Fernsehbilder zeigten die Überreste eines Fahrzeugwracks in der Athener Innenstadt, dessen Trümmer weit über die Strasse verstreut waren. Unklar war, in welchem Ausmass Gebäude im Umfeld beschädigt wurden. Die Polizei begann mit der Untersuchung des Tatorts.

Am Mittwoch hatte die Regierung die Rückkehr an den Kapitalmarkt angekündigt. Am (heutigen)Donnerstag soll erstmals seit 2010 eine fünfjährige Staatsanleihe ausgegeben werden. Die Regierung pries den Schritt als Zeichen der Erholung von der Finanzkrise. Regierungssprecher Simos Kedikoglou verurteilte den Anschlag und sagte, das Ziel der Angreifer sei es, das positive Bild von Griechenland zu beschädigen. «Wir werden es ihnen nicht erlauben, dieses Ziel zu erreichen», sagte er.

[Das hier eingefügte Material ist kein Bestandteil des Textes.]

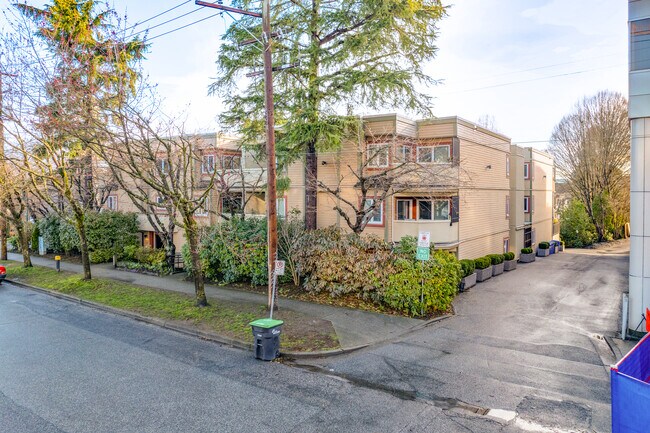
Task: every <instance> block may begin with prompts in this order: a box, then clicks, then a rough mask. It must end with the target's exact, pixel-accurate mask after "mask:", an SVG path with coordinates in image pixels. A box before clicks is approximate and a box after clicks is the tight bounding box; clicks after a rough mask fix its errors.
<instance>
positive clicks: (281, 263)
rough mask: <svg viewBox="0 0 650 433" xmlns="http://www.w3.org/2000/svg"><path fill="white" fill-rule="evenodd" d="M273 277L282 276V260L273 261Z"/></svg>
mask: <svg viewBox="0 0 650 433" xmlns="http://www.w3.org/2000/svg"><path fill="white" fill-rule="evenodd" d="M275 275H284V260H276V261H275Z"/></svg>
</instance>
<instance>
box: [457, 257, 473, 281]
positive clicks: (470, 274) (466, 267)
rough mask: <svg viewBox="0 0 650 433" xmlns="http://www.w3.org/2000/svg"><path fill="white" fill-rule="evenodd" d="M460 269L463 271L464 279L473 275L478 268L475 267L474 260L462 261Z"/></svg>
mask: <svg viewBox="0 0 650 433" xmlns="http://www.w3.org/2000/svg"><path fill="white" fill-rule="evenodd" d="M460 267H461V269H462V271H463V278H465V277H466V276H468V275H472V274H473V273H474V271H475V270H476V266H475V265H474V260H468V259H463V260H461V261H460Z"/></svg>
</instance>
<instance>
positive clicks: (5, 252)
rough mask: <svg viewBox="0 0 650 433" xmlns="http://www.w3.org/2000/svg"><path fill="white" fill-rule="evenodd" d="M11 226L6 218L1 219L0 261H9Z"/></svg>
mask: <svg viewBox="0 0 650 433" xmlns="http://www.w3.org/2000/svg"><path fill="white" fill-rule="evenodd" d="M8 230H9V224H8V223H7V220H6V219H4V218H0V260H7V238H8V237H9V236H8V235H9V234H8V233H7V232H8Z"/></svg>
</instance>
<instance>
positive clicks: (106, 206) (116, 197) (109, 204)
mask: <svg viewBox="0 0 650 433" xmlns="http://www.w3.org/2000/svg"><path fill="white" fill-rule="evenodd" d="M111 202H113V204H112V205H111ZM106 209H108V210H113V211H116V210H117V195H115V194H111V195H109V196H108V197H106Z"/></svg>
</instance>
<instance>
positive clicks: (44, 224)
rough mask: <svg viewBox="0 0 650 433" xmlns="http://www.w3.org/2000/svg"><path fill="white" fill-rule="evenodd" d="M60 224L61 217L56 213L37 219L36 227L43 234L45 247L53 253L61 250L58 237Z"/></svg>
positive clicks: (60, 223)
mask: <svg viewBox="0 0 650 433" xmlns="http://www.w3.org/2000/svg"><path fill="white" fill-rule="evenodd" d="M60 226H61V218H60V217H59V216H58V215H53V214H50V215H47V216H46V217H44V218H42V219H40V220H39V221H38V229H39V231H40V232H41V236H43V241H44V242H45V247H46V248H47V249H48V250H49V251H53V252H55V253H61V252H63V248H62V247H61V239H60V238H59V230H60Z"/></svg>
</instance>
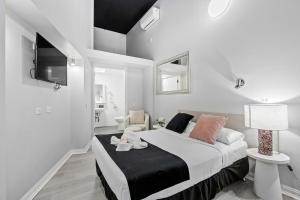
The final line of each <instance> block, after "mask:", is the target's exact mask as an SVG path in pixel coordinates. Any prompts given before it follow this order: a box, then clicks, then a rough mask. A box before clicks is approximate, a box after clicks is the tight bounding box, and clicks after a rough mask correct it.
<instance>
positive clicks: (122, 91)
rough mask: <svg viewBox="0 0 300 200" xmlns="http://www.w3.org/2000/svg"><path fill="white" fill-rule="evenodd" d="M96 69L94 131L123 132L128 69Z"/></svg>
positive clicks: (107, 133) (95, 131) (125, 104)
mask: <svg viewBox="0 0 300 200" xmlns="http://www.w3.org/2000/svg"><path fill="white" fill-rule="evenodd" d="M94 70H95V73H94V74H95V77H94V98H95V101H94V102H95V103H94V104H95V105H94V132H95V134H112V133H121V132H122V131H123V129H124V128H123V127H122V125H123V124H124V123H123V121H122V120H124V116H125V112H126V71H125V70H124V69H112V68H102V67H101V68H100V67H95V68H94Z"/></svg>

Griechenland ist seit 2010 auf internationale Finanzhilfe angewiesen und hat sich seitdem kein frisches Geld mehr an den Märkten holen können. Als Folge des strikten Sparkurses der Regierung hatten sich die öffentlichen Finanzen stetig verbessert. Auch die für den Verkauf der Anleihen entscheidenden Renditen fielen in den letzten Monaten kontinuierlich. Nach sechs Jahren in der Rezession soll die griechische Wirtschaft in diesem Jahr erstmals auf den Wachstumspfad zurückkehren. (sda)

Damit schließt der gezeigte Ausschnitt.